Second-generation biofuels are made from biomass and this circumvents the heated debate of food-versus-fuel dilemma.
Feedstocks include wood chips, palm biomass and municipal waste like garbage.
Petras believes there is a better path forward in the form of third-generation biofuels. These fuels are produced from non-food sources like biomass and yet chemically identical to their petroleum counterpart.

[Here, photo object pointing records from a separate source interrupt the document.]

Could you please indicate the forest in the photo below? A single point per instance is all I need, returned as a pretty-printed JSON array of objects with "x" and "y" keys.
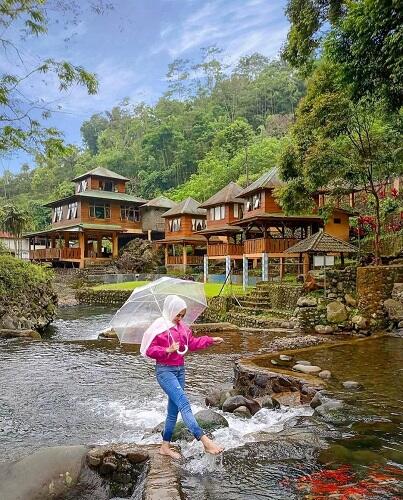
[{"x": 327, "y": 112}]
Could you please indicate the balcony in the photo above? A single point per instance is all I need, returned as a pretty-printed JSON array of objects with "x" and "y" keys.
[
  {"x": 55, "y": 254},
  {"x": 268, "y": 245},
  {"x": 223, "y": 249},
  {"x": 191, "y": 260}
]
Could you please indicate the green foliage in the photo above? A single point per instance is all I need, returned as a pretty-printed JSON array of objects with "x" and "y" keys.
[
  {"x": 17, "y": 275},
  {"x": 22, "y": 118},
  {"x": 139, "y": 256}
]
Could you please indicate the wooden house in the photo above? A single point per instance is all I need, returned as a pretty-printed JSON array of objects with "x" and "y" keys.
[
  {"x": 224, "y": 210},
  {"x": 89, "y": 226},
  {"x": 183, "y": 245}
]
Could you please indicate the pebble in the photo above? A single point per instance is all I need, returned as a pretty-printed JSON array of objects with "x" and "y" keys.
[{"x": 307, "y": 369}]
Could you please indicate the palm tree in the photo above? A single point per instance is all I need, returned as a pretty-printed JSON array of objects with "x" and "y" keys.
[{"x": 14, "y": 220}]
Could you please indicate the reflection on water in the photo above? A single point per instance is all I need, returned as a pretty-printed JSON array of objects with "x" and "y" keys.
[{"x": 71, "y": 388}]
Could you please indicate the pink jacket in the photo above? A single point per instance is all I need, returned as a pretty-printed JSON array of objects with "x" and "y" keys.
[{"x": 182, "y": 334}]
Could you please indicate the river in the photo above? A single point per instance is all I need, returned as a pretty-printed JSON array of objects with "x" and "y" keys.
[{"x": 71, "y": 388}]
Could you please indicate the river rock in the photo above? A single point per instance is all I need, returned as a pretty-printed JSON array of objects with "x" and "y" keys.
[
  {"x": 234, "y": 402},
  {"x": 336, "y": 312},
  {"x": 351, "y": 385},
  {"x": 242, "y": 411},
  {"x": 324, "y": 329},
  {"x": 360, "y": 322},
  {"x": 285, "y": 357},
  {"x": 350, "y": 300},
  {"x": 319, "y": 398},
  {"x": 47, "y": 473},
  {"x": 307, "y": 368},
  {"x": 268, "y": 402},
  {"x": 305, "y": 301},
  {"x": 291, "y": 399},
  {"x": 394, "y": 309}
]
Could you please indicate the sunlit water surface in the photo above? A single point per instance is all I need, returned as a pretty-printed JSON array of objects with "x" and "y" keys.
[{"x": 71, "y": 388}]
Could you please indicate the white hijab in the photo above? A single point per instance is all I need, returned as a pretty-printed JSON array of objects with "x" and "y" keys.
[{"x": 173, "y": 305}]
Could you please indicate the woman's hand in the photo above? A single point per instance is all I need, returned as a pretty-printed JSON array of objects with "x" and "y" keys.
[
  {"x": 217, "y": 340},
  {"x": 173, "y": 347}
]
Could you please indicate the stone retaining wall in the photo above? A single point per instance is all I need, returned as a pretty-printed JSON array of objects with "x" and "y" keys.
[
  {"x": 102, "y": 297},
  {"x": 374, "y": 286}
]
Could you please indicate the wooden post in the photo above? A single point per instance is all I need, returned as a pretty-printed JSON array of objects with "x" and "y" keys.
[
  {"x": 81, "y": 244},
  {"x": 205, "y": 269},
  {"x": 99, "y": 246},
  {"x": 184, "y": 257},
  {"x": 306, "y": 264},
  {"x": 115, "y": 245},
  {"x": 281, "y": 268}
]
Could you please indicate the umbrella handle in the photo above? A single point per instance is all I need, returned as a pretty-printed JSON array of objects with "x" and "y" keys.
[{"x": 185, "y": 350}]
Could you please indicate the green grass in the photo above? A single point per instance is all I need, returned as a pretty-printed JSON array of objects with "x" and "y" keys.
[{"x": 211, "y": 289}]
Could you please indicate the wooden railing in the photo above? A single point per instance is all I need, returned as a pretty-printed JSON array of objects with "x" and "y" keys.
[
  {"x": 70, "y": 253},
  {"x": 191, "y": 259},
  {"x": 268, "y": 245},
  {"x": 45, "y": 254},
  {"x": 223, "y": 249}
]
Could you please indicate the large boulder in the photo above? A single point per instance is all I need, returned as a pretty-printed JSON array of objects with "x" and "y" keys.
[
  {"x": 47, "y": 473},
  {"x": 394, "y": 308},
  {"x": 336, "y": 312},
  {"x": 234, "y": 402}
]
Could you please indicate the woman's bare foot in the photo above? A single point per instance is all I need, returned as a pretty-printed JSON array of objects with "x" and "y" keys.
[
  {"x": 169, "y": 452},
  {"x": 210, "y": 446}
]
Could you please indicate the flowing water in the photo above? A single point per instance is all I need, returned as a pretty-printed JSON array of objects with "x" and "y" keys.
[{"x": 71, "y": 388}]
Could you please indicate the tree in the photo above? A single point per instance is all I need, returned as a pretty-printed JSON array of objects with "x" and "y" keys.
[
  {"x": 363, "y": 36},
  {"x": 338, "y": 144},
  {"x": 21, "y": 117},
  {"x": 14, "y": 221}
]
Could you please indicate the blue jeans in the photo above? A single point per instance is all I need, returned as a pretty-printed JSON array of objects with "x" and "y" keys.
[{"x": 172, "y": 381}]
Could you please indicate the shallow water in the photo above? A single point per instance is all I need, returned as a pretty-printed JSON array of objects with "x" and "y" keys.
[{"x": 71, "y": 388}]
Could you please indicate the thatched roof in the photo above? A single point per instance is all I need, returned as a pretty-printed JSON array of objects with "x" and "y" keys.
[
  {"x": 228, "y": 194},
  {"x": 101, "y": 172},
  {"x": 160, "y": 202},
  {"x": 188, "y": 206},
  {"x": 322, "y": 242},
  {"x": 269, "y": 180}
]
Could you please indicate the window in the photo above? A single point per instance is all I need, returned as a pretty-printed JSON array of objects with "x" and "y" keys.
[
  {"x": 198, "y": 224},
  {"x": 72, "y": 210},
  {"x": 57, "y": 214},
  {"x": 174, "y": 225},
  {"x": 82, "y": 186},
  {"x": 128, "y": 212},
  {"x": 106, "y": 185},
  {"x": 100, "y": 211}
]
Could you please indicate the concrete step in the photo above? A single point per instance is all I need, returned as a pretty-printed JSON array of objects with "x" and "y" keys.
[{"x": 258, "y": 304}]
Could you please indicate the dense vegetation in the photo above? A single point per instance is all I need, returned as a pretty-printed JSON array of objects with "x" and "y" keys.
[{"x": 208, "y": 129}]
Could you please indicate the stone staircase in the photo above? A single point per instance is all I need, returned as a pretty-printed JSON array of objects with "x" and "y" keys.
[{"x": 256, "y": 310}]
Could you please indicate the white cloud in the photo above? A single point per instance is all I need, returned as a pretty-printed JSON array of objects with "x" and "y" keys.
[{"x": 238, "y": 26}]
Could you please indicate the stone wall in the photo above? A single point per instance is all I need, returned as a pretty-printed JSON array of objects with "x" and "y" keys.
[
  {"x": 282, "y": 296},
  {"x": 341, "y": 281},
  {"x": 374, "y": 286},
  {"x": 102, "y": 297}
]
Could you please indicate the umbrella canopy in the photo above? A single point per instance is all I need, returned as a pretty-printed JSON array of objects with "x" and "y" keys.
[{"x": 145, "y": 305}]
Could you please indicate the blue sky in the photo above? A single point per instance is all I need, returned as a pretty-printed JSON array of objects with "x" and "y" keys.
[{"x": 130, "y": 47}]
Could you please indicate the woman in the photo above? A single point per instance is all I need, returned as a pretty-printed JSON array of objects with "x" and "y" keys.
[{"x": 167, "y": 340}]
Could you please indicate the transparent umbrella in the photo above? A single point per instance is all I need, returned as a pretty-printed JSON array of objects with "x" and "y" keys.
[{"x": 146, "y": 302}]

In comparison, there are several technological pathways to converting biomass into liquids. For example, when biomass is processed at low temperatures, ranging from 250 to 350°C without oxygen, it undergoes a torrefaction process and the major conversion product is biochar. At greater temperatures of between 550°C and 750°C, also without oxygen, the process is known as pyrolysis (either fast or slow depending on the heat exchange rate with the biomass) and the major product is bio oil. At even higher temperatures of between 750°C and 1,200°C with limited inputs of oxygen, gasification occurs, producing mostly syngas with biochar and bio oils as by-products.

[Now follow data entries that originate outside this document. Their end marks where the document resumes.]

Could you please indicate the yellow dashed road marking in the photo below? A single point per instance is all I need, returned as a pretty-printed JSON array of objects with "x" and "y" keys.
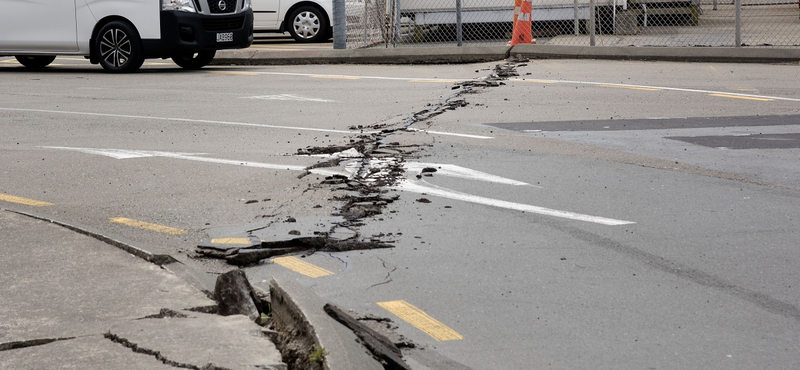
[
  {"x": 245, "y": 241},
  {"x": 301, "y": 267},
  {"x": 148, "y": 226},
  {"x": 421, "y": 320},
  {"x": 740, "y": 97},
  {"x": 26, "y": 201},
  {"x": 631, "y": 87}
]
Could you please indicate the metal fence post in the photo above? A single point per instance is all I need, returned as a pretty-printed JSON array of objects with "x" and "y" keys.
[
  {"x": 577, "y": 22},
  {"x": 459, "y": 31},
  {"x": 591, "y": 23},
  {"x": 339, "y": 26},
  {"x": 738, "y": 23},
  {"x": 397, "y": 20}
]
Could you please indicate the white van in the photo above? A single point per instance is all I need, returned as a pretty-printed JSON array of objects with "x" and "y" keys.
[
  {"x": 119, "y": 35},
  {"x": 306, "y": 21}
]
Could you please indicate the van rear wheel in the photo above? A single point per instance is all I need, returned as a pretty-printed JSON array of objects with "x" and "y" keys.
[
  {"x": 119, "y": 48},
  {"x": 35, "y": 61},
  {"x": 194, "y": 60}
]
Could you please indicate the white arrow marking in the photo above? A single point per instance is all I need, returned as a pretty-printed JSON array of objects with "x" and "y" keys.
[
  {"x": 415, "y": 187},
  {"x": 126, "y": 154},
  {"x": 451, "y": 194},
  {"x": 464, "y": 173}
]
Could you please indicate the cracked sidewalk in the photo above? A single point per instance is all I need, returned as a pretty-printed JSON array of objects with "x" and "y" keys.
[{"x": 71, "y": 301}]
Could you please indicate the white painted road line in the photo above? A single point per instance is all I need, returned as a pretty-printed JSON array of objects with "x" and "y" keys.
[
  {"x": 416, "y": 187},
  {"x": 127, "y": 154}
]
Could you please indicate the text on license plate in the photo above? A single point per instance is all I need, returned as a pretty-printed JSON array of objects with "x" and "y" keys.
[{"x": 225, "y": 37}]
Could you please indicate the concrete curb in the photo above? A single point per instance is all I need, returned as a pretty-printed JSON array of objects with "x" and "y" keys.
[
  {"x": 479, "y": 54},
  {"x": 443, "y": 55},
  {"x": 684, "y": 54}
]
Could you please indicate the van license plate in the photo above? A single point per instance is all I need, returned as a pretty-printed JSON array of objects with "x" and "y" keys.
[{"x": 225, "y": 37}]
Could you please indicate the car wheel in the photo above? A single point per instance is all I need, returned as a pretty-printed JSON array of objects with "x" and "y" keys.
[
  {"x": 194, "y": 60},
  {"x": 308, "y": 24},
  {"x": 35, "y": 61},
  {"x": 119, "y": 48}
]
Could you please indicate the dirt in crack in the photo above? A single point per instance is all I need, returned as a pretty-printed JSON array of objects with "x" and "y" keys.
[{"x": 373, "y": 163}]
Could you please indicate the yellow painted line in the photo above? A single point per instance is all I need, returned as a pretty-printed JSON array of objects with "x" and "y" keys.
[
  {"x": 429, "y": 81},
  {"x": 630, "y": 87},
  {"x": 245, "y": 241},
  {"x": 148, "y": 226},
  {"x": 26, "y": 201},
  {"x": 421, "y": 320},
  {"x": 302, "y": 267},
  {"x": 233, "y": 73},
  {"x": 740, "y": 97},
  {"x": 337, "y": 77}
]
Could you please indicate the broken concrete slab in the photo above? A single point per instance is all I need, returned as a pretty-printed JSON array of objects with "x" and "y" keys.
[
  {"x": 91, "y": 352},
  {"x": 69, "y": 300},
  {"x": 235, "y": 296},
  {"x": 299, "y": 312},
  {"x": 232, "y": 342}
]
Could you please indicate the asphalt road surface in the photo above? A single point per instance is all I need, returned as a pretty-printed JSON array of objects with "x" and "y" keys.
[{"x": 582, "y": 215}]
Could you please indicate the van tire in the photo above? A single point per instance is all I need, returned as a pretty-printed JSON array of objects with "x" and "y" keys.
[
  {"x": 308, "y": 24},
  {"x": 35, "y": 61},
  {"x": 194, "y": 60},
  {"x": 118, "y": 47}
]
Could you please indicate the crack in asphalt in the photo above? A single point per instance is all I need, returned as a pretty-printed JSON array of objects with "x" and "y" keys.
[{"x": 30, "y": 343}]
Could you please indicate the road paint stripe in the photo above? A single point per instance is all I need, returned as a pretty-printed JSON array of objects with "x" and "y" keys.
[
  {"x": 148, "y": 226},
  {"x": 241, "y": 241},
  {"x": 171, "y": 119},
  {"x": 421, "y": 320},
  {"x": 481, "y": 137},
  {"x": 433, "y": 81},
  {"x": 25, "y": 201},
  {"x": 630, "y": 87},
  {"x": 429, "y": 189},
  {"x": 126, "y": 154},
  {"x": 302, "y": 267},
  {"x": 336, "y": 77},
  {"x": 462, "y": 172},
  {"x": 740, "y": 97},
  {"x": 668, "y": 89},
  {"x": 233, "y": 73}
]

Nextfuels’ approach is quite different. Instead of operating in a dry environment, Nextfuels’ bio-liquefaction process heats the biomass in a liquid-water slurry at high temperatures and pressure.
The bio-liquefaction process expels most of the oxygen from the biomass. The final product is GreenCrude, a renewable fuel that has similar molecular structure to that of petroleum.
Also present at the interview was NextFuels vice-president of sales for southeast Asia, Milton Leong.
He emphasised the cost-saving advantage in NextFuels process that does not need to dry the biomass before processing.
The bio-liquefaction method is specifically designed to work with wet biomass. As a result, the energy balance achieved is around 65 to 70 per cent. By contrast, processes like Fischer-Tropsch are only able to achieve energy balances of up to 40 per cent.
Leong said NextFuels plans to put up its pilot plant in Malaysia by mid-2014. “We’ve not finalised the exact location but it will be near to a biomass source.”
Leong noted that the bio-liquefaction technology allows NextFuels to commercially produce bio-based petroleum at US$75 to US$85 (RM239.50 to RM271.40) a barrel out of wet biomass.
“One can distill 960 barrels of GreenCrude per day (bpd) from the biomass churned out from a typical 60-tonne palm oil mill,” he said.